El pitagorismo, por su parte, fue una doctrina filosófico-religiosa cuya finalidad era la unión con la divinidad a través de un régimen vital y alimenticio que diríamos vegetariano. Se enseñaba a los iniciados una serie de principios matemáticos con los que interpretar matemáticamente la realidad. Se usaba, entonces, una explicación mística y simbólica de los números. La finalidad última era alcanzar la perfección armónica y proseguir hacia la astral isla de los bienaventurados.
En definitiva, una serie de elementos comunes caracterizan a estas religiones y a sus cultos. Procesiones, un renacer, la búsqueda de la luz, la íntima vinculación con la divinidad o el banquete sagrado son los más relevantes. Incluso existió un singular sincretismo entre las divinidades. Todas estas religiones buscaron un consuelo ante las circunstancias de este mundo, así como la posibilidad de conseguir la felicidad suprema a través de méritos personales, todo ello, no obstante, siguiendo a rajatabla un conjunto de normas éticas y morales.

Bibliografía básica

ALVAR, J., Los misterios. Religiones orientales en el Imperio romano, Barcelona, 2001.
CAMERON, A., The last pagans of Rome, Oxford University Press, 2011.
CAMPOS MÉNDEZ, I., Fuentes para el estudio del mitraismo, Córdoba, 2010.
CHINI, P., La religione. Vita e costumi dei romani antichi, 9. Roma, 1990.
SCHEID, J., La religión en Roma. Ed. Clásicas.

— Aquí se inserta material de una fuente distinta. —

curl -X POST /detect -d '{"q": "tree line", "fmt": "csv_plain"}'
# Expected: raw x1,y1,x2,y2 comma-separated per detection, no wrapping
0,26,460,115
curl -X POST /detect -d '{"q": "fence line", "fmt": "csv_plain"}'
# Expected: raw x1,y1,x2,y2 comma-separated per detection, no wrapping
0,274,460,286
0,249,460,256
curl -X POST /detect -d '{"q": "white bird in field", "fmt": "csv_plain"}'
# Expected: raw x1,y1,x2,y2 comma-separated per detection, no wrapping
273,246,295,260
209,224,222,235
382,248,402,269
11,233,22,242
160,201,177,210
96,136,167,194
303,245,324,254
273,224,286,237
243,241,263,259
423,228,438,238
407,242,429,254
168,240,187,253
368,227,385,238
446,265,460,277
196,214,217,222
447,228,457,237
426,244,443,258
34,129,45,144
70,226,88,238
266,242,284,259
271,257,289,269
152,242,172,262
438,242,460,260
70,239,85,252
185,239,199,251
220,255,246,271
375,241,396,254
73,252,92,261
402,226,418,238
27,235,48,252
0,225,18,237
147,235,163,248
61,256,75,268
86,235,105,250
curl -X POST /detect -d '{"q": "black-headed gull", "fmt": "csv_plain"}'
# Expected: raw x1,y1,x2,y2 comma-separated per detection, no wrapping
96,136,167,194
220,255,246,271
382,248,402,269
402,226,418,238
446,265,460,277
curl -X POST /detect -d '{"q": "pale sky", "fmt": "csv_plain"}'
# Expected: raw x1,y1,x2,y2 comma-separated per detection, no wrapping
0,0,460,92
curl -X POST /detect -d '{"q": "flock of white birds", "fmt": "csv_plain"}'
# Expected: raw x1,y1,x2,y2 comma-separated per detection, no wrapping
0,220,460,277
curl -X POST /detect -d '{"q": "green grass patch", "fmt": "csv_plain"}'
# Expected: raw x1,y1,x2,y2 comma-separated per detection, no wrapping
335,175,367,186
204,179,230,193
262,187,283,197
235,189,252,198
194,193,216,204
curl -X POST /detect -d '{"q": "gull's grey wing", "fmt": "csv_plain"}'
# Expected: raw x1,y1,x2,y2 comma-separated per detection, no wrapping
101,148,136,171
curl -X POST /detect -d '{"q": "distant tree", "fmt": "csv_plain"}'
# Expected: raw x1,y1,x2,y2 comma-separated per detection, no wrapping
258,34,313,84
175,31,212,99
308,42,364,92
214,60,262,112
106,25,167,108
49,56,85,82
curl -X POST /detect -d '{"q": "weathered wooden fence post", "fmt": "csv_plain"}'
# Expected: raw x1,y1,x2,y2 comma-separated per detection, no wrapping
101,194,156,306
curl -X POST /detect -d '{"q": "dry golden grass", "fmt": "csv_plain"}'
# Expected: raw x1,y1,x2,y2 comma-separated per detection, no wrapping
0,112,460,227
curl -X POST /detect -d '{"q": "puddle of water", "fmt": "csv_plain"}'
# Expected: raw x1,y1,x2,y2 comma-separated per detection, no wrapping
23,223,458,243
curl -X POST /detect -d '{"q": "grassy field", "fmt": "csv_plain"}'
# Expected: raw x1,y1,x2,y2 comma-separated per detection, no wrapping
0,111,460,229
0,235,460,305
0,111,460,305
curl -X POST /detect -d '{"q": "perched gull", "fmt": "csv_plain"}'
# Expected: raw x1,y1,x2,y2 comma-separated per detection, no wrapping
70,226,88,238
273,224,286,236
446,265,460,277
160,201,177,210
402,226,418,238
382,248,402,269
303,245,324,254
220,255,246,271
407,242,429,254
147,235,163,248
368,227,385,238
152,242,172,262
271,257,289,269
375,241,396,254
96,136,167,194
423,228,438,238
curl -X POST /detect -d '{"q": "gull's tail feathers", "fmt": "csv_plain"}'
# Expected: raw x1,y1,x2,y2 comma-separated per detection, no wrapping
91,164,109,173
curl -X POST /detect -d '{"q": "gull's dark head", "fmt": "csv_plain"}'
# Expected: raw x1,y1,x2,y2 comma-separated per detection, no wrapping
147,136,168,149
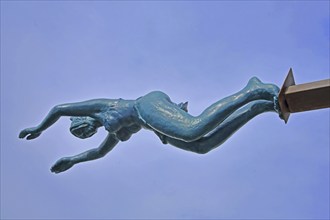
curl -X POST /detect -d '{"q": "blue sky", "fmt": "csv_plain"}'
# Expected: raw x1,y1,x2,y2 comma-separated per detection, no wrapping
1,1,329,219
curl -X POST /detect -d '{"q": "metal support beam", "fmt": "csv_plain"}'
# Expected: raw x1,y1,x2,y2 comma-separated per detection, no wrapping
279,69,330,123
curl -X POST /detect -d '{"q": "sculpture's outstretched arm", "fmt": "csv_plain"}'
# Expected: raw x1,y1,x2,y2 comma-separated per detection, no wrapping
166,100,275,154
51,133,119,173
19,99,107,140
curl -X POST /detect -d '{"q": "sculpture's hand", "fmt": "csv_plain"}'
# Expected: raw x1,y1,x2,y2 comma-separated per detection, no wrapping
19,127,41,140
50,157,74,173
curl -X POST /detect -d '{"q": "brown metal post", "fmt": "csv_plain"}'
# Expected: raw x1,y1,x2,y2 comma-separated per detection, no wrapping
279,69,330,123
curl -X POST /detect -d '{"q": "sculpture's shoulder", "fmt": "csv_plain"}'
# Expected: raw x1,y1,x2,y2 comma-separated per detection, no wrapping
138,91,170,101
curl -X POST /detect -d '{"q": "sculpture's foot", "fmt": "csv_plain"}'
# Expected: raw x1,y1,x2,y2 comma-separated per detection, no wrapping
245,77,280,101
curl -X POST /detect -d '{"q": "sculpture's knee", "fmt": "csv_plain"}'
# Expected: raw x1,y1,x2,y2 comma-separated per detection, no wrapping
193,147,212,154
178,129,202,142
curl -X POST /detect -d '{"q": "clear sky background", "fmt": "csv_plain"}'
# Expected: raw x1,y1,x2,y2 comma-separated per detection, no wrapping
1,1,329,219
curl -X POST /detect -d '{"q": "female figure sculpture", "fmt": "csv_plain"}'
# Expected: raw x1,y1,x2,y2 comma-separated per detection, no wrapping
19,77,281,173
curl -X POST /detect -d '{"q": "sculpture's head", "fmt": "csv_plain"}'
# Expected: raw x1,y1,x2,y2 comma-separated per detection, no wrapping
70,117,98,139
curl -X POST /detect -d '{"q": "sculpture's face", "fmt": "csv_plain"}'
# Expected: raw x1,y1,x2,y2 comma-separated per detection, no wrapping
70,117,97,139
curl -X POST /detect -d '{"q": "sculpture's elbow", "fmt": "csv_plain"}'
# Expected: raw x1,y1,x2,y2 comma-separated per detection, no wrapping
194,147,212,154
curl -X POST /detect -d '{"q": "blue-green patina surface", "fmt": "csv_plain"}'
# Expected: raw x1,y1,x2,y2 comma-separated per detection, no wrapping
19,77,281,173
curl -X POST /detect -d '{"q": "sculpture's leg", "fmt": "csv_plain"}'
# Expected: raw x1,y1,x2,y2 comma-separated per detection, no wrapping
166,100,275,154
138,77,279,142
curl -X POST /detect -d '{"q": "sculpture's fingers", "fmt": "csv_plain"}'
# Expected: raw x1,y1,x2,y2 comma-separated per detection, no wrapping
26,133,41,140
18,129,28,138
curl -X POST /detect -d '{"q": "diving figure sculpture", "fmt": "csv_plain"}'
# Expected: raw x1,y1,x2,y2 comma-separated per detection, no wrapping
19,77,281,173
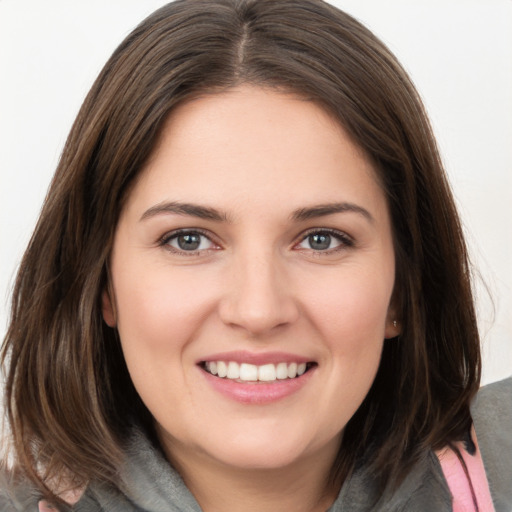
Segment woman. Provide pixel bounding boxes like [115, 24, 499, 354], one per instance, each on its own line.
[0, 0, 508, 512]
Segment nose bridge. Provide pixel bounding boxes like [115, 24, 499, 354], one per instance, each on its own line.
[221, 247, 298, 334]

Madrid, 1991.
TURCAN, R., Los cultos orientales en el Imperio romano, Madrid, 2001.
WARRIOR, V. M., Roman religion, The Focus classical Sources, Cambridge, 2002.

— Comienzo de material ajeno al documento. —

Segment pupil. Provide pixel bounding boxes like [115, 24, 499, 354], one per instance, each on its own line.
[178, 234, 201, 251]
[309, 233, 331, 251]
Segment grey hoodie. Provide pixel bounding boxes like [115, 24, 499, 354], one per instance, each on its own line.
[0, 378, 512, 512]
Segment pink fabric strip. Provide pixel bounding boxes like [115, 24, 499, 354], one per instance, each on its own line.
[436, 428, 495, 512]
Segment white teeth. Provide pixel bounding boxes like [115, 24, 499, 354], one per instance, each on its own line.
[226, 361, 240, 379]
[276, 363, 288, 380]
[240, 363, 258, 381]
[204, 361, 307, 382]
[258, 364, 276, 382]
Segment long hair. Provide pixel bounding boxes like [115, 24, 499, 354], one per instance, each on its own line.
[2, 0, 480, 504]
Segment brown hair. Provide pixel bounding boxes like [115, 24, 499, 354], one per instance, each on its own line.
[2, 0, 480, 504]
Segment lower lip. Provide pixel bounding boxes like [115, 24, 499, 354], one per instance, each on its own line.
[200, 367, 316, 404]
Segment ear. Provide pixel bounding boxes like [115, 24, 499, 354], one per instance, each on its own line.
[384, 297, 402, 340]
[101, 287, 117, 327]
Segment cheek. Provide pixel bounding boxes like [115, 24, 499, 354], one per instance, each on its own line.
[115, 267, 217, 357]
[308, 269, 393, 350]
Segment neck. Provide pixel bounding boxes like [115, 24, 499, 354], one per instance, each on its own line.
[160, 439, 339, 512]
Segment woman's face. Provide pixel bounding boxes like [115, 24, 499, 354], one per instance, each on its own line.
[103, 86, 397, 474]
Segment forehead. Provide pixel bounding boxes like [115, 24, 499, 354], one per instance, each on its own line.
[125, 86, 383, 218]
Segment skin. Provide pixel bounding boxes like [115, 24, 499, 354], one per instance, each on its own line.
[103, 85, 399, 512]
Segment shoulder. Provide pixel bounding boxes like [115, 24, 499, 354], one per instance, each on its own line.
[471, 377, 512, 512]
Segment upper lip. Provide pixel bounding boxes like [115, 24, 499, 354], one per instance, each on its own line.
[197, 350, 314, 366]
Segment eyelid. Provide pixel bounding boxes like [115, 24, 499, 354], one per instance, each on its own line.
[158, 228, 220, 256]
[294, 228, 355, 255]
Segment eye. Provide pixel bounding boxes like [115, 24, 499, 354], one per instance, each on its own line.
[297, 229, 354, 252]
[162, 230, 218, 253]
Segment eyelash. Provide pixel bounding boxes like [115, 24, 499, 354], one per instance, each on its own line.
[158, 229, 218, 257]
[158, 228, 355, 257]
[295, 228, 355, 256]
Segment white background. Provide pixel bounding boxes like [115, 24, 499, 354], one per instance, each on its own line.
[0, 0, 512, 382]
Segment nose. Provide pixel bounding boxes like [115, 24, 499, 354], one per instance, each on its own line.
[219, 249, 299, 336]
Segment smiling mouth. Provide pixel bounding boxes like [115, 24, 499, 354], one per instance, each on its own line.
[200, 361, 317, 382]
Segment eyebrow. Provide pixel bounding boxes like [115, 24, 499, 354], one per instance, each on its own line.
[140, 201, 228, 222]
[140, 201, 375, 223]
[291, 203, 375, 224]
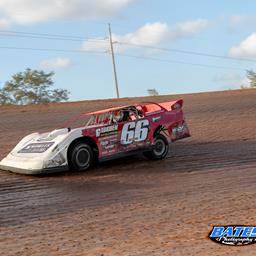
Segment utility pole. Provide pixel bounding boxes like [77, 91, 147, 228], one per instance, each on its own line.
[108, 23, 119, 99]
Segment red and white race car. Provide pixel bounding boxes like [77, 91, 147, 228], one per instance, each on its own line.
[0, 100, 190, 174]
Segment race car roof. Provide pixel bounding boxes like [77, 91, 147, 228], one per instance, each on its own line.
[81, 100, 183, 116]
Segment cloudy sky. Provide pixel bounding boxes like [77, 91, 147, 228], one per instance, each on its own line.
[0, 0, 256, 100]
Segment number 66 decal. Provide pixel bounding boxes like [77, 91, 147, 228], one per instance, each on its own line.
[121, 120, 149, 145]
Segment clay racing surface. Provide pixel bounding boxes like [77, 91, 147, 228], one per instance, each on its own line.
[0, 90, 256, 256]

Prof. Dr. Julio López Saco
UCV-UCAB. FEIAP-UGR. Abril del 2017



[1] Se trata de la búsqueda de la vida perdida, al igual que ocurre en el caso de Deméter con Perséfone, Orfeo con Eurídice o Diónisos con su madre Sémele.
[2] La sangre y la carne del animal eran portadores de la sustancia de la eternidad y de la redención. En consecuencia, los adeptos asistían al banquete rememorando el de Mitra y el sol, que con posterioridad ascendieron a los cielos. De tal manera, los iniciados tomaban su carne y su sangre o bien sus sustitutivos, pan y vino. A quienes participaban en el banquete se les prometía la inmortalidad. Es por este motivo por el que Tertuliano les acusará de realizar una patética imitación de la Eucaristía cristiana.